For Lee Schatz, the offer to join the American embassy in Tehran as agricultural attache in September of 1979 was a "great career move." As a GS-13, he'd earn about $30,000 annually, and the job was promotion -- he was leaving an assistant attache's position in India to accept the Agriculture Department's top embassy slot in Iran.

Two months later, of course, the great career move became a nightmare with the takeover of the American embassy. But Schatz was luckier than most; his office was about two blocks from the embassy, and he watched the takeover from his office window. That night he found sanctuary in the Swedish embassy located on an upper floor of his office building.

Now that the Iranian crisis has ended for America, Schatz can reveal some details about his escape from Tehran. And in a recent interview, he also discussed his bitter disillusionment at the Carter administration's handling of the Iranian crisis, feelings some of his former colleagues in Tehran may have thus far only discussed in private.

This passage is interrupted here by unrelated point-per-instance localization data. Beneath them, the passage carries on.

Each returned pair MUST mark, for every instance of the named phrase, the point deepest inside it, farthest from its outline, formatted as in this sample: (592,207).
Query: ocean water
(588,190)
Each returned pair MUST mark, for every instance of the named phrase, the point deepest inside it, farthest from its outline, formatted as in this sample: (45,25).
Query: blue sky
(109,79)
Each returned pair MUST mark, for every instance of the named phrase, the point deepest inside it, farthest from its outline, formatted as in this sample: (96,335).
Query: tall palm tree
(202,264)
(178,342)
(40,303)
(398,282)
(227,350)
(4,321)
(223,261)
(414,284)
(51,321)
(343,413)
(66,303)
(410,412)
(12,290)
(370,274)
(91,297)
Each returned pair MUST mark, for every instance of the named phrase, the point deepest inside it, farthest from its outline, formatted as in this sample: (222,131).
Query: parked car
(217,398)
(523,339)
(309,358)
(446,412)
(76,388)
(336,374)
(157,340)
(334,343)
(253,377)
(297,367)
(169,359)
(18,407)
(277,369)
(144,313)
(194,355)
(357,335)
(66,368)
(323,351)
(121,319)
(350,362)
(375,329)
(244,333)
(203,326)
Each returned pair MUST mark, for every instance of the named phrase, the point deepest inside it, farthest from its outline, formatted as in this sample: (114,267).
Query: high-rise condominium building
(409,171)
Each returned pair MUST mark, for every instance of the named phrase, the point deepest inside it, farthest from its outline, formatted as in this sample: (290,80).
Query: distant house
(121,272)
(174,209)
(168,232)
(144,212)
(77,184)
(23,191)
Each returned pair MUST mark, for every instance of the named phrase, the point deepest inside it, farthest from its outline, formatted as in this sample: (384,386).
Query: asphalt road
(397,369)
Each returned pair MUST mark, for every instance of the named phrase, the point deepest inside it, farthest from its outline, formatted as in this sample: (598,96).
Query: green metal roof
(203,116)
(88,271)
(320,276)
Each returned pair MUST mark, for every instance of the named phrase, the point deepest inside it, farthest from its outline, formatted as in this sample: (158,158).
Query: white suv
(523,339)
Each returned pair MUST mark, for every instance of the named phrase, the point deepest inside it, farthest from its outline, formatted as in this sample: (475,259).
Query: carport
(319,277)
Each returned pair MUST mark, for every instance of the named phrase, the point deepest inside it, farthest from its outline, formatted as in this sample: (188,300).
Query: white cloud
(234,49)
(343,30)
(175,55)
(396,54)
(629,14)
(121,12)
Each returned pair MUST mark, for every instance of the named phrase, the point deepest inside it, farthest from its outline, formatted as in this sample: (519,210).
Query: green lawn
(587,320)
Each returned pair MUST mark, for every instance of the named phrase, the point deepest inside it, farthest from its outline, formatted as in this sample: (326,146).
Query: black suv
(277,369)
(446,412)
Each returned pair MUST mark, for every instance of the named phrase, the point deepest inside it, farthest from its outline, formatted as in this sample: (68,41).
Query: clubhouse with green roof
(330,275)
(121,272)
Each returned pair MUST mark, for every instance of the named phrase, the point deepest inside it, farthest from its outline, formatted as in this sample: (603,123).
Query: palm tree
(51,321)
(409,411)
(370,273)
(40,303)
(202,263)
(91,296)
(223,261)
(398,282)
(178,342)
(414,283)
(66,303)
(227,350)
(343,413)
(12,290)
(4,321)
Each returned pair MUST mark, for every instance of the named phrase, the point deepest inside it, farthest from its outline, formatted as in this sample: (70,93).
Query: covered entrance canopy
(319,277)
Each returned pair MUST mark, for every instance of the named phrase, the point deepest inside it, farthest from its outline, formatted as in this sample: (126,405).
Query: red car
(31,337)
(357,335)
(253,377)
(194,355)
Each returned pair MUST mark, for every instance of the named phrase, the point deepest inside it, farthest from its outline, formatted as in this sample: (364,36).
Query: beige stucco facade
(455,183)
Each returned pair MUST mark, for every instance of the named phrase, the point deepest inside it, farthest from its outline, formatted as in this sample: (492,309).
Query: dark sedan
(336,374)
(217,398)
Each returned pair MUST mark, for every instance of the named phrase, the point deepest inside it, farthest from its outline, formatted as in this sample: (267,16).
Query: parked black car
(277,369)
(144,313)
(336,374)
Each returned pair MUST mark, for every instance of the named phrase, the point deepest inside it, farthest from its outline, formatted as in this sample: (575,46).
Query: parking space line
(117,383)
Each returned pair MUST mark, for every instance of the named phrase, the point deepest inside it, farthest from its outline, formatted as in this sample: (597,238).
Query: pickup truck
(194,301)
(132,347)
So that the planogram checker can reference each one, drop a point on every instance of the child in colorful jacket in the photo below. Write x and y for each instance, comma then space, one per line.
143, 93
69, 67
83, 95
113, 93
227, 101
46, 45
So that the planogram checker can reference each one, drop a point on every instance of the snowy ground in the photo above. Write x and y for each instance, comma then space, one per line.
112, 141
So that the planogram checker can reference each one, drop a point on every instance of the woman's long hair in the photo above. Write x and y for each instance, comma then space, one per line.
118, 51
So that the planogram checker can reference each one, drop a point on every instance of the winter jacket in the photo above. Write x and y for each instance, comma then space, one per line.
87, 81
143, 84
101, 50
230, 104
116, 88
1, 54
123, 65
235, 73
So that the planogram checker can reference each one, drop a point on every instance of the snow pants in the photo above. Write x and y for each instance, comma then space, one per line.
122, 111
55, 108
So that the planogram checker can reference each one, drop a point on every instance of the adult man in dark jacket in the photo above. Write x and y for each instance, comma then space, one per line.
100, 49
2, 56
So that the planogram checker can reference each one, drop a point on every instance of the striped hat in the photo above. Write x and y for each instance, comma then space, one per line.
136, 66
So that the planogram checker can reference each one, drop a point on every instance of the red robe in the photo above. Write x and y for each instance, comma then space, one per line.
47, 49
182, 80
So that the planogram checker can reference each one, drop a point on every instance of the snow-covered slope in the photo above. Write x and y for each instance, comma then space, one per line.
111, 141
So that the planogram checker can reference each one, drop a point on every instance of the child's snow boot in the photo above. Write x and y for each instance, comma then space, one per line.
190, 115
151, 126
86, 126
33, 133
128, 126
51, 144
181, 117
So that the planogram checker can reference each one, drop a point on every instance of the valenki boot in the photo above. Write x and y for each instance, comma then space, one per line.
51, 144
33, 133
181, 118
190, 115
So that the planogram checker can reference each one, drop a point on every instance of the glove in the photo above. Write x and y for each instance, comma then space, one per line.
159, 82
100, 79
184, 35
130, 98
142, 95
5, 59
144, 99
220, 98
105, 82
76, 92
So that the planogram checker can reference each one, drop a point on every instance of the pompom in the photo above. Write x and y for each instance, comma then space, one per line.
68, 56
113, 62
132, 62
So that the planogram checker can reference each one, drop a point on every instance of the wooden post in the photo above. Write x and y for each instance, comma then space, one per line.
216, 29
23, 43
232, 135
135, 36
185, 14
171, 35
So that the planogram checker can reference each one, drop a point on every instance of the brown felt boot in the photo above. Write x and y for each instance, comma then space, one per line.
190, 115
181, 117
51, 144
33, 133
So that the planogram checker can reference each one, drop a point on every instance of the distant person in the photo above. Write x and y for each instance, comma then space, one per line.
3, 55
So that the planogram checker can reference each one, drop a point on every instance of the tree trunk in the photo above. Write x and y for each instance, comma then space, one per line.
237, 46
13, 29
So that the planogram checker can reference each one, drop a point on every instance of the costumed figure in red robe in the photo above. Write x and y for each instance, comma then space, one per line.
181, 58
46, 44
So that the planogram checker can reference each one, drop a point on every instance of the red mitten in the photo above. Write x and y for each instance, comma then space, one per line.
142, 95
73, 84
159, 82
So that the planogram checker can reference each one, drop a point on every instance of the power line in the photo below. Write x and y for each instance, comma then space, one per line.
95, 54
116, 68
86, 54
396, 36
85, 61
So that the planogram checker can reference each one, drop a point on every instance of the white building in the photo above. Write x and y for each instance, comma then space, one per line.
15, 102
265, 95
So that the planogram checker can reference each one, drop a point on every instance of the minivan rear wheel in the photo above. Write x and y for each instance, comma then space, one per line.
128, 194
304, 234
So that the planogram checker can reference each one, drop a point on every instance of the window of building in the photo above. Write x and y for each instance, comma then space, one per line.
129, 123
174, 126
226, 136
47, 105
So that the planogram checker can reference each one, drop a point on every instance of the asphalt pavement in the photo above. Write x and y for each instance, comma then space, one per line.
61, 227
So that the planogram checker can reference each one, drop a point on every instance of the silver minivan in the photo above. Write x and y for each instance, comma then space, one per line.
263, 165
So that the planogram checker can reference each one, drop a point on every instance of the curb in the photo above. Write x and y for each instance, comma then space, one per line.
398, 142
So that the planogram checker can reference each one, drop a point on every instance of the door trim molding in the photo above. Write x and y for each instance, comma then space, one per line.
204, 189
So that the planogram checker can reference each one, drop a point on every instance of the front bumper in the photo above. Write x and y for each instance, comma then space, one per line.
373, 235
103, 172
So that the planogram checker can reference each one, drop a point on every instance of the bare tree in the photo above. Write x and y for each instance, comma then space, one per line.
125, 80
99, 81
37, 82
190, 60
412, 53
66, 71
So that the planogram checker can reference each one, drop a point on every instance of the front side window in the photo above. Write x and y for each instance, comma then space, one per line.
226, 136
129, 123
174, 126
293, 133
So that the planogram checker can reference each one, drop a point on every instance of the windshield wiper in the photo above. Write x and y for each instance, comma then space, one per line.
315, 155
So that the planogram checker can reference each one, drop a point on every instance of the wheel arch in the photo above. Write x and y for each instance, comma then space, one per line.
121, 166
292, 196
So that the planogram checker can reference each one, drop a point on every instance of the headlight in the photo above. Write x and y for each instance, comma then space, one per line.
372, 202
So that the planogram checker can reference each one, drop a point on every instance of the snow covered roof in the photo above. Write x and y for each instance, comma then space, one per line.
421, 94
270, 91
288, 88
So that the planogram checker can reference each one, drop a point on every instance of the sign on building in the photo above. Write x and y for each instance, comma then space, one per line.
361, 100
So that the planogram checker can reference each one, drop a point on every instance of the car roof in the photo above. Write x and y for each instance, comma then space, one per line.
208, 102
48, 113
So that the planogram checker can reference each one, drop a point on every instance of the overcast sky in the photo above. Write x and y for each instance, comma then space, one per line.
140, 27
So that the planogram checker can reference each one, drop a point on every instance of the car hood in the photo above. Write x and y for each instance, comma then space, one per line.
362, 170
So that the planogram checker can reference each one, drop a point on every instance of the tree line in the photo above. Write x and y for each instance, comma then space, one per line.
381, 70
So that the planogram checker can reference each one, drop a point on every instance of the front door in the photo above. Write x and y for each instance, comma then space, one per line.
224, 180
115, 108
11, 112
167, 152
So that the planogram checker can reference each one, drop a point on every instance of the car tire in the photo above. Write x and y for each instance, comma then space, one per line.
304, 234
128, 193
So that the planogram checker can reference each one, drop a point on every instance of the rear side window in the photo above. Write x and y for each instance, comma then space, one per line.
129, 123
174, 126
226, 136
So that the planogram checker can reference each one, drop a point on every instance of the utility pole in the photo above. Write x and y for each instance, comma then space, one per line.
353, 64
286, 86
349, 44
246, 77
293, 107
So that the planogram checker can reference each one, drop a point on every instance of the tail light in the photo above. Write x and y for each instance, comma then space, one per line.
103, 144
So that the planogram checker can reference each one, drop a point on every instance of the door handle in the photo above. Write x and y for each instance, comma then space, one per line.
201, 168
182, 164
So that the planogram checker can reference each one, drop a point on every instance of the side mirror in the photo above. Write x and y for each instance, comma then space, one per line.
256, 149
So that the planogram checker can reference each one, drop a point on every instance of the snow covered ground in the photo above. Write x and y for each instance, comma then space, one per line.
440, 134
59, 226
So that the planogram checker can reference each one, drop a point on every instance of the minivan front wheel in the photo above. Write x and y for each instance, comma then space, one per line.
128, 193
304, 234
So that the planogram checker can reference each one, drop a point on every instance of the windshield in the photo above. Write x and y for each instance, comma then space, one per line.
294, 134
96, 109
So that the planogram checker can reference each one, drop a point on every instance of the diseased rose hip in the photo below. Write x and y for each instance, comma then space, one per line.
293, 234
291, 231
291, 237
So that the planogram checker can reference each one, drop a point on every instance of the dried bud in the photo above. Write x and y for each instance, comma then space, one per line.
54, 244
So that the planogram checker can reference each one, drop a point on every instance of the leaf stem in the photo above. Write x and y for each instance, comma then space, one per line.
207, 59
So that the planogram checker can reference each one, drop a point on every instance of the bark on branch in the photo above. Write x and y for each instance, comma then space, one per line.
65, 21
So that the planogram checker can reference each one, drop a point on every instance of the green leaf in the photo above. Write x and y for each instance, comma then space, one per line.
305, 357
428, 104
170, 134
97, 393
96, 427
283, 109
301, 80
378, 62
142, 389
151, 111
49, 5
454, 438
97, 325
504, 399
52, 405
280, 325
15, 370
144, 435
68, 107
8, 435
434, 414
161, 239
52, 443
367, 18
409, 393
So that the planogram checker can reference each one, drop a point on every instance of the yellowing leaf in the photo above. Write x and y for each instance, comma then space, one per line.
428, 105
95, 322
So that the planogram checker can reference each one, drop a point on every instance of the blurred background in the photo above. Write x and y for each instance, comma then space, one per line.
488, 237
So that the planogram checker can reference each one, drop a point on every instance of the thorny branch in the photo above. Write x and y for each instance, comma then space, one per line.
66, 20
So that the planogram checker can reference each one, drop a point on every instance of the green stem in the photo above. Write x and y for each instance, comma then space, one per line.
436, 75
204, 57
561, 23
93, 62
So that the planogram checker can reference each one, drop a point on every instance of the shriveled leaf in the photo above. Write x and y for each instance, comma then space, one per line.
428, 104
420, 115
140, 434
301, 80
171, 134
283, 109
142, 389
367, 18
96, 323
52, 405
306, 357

For two weeks following the embassy takeover in Tehran, Schatz lived with a Swedish embassy officer before moving -- along with two other Americans -- into the home of John and Zena Sheardown, a Canadian diplomatic family who lived in a northern suburb of Tehran. Three months after the embassy takeover, Schatz, his two American housemates who had managed to avoid capture (and who had been living in hiding with another Canadian family) were spirited out of Iran with the help of Canadian diplomats.

Using a false Canadian passport, Schatz passed scrutiny at Tehran airport. He had memorized his fake name, birthdate and even knew a few details about his phony place of birth, Edmonton. In his suitcase were carefully selected toiletries made in Canada as well as a Molson Ale T-shirt.

"We overtipped the porters like good foreigners were supposed to," recalls Schatz, "and then just smiled and bumbled our way through."

The six returning Americans enjoyed an emotional welcome from the press, public and State Department. Canada became America's favorite ally. And while some of the hostages have begun writing books about their experiences in Iran, it is the freeing of Schatz and his colleagues that has inspired the first dramatization of the Tehran takeover of the American embassy.

CBS plans to air on May 17 "Escape From Iran," a made-for-TV movie based on a Canadian television documentary shown north of the border several months ago.

But for Lee Schatz, talking now about the Hollywood treatment his escape from Iran is about to receive, life is not as simple as he fears the two-hour drama might make it appear. For despite the parades and White House ceremonies, Schatz fears his government acted ineptly during the Iranian crisis.

A 6-foot-3-inch 33-year-old bachelor with a quiet manner, Schatz earned his master's degree in agricultural economics at the University of Idaho. As a specialist in rice and grain analysis at the Department of Agriculture, Schatz is concerned with global crop production. But since his return from Iran, he has refused offers to work at American embassies in Peking and Rome. His decision is partly personal -- he intends to marry this June and while the hostages were still in Iran, Schatz says he didn't feel like accepting a plum assignment. But he had other reasons too.

"I still have some questions I don't think the United States will answer," he says. "I think they wrote us off. They can talk all they want, but the cable traffic was there: If the shah was allowed in the U.S., there might be the taking of hostages. I have a real feeling of how expendable we really are, and it's a little too expendable for me.

"I knew we didn't negotiate with terrorists, but we did. And I'm damn glad we did -- and we all got home. But I had some real problems with why we had to honor what we did after all the hostages were home. It's pretty hard to talk tough once you've already caved."

Schatz is despairing about the botched rescue attempt, and he is bitter about what he perceives as his government's business-as-usual treatment of Canada.

"It was pretty neat what the Canadians did," he says. "They took a position. I don't know in my own gut if my own government would do the same thing in the same situation, and that really bothers me. [Canadian Ambassador] Ken Taylor did it for the reason that it was right . . . I was disappointed in other countries, that there was no international uproar. I think that showed there were overriding considerations. Everyone's knees banged together at the prospect of Iran cutting of its oil.

"Well, the Iraq-Iran war has resulted in that, and we've got an oil Glut . . . I don't think we ever took a position that forced Iran to consider what they did was wrong or what consequences their action would entail."

As for the CBS movie, the producer sent Schatz (whose real name is used in the dramatization) an early version of the script; he was startled to see he'd somehow become romantically involved with the female Swedish embassy officer who sheltered him for two weeks. Pure fiction, says Schatz, who also says he is shown skulking around Iran in the rain to avoid detection. In fact, he rode openly in a Volvo and a Mercedes. His worst hardship: reading and playing Scrabble in a study to avoid detection by the Iranian gardener who worked for the Canadian family hiding him.

"I hope what comes across is what our next-door neighbor did for us," says Schatz. "And now we're griping about whether they're fishing in our water or whether we're paying too much for natural gas. It's that ethnocentricism we have . . . My guess is that I'll smile through the movie because it'll be someone else's story of how they think it happened."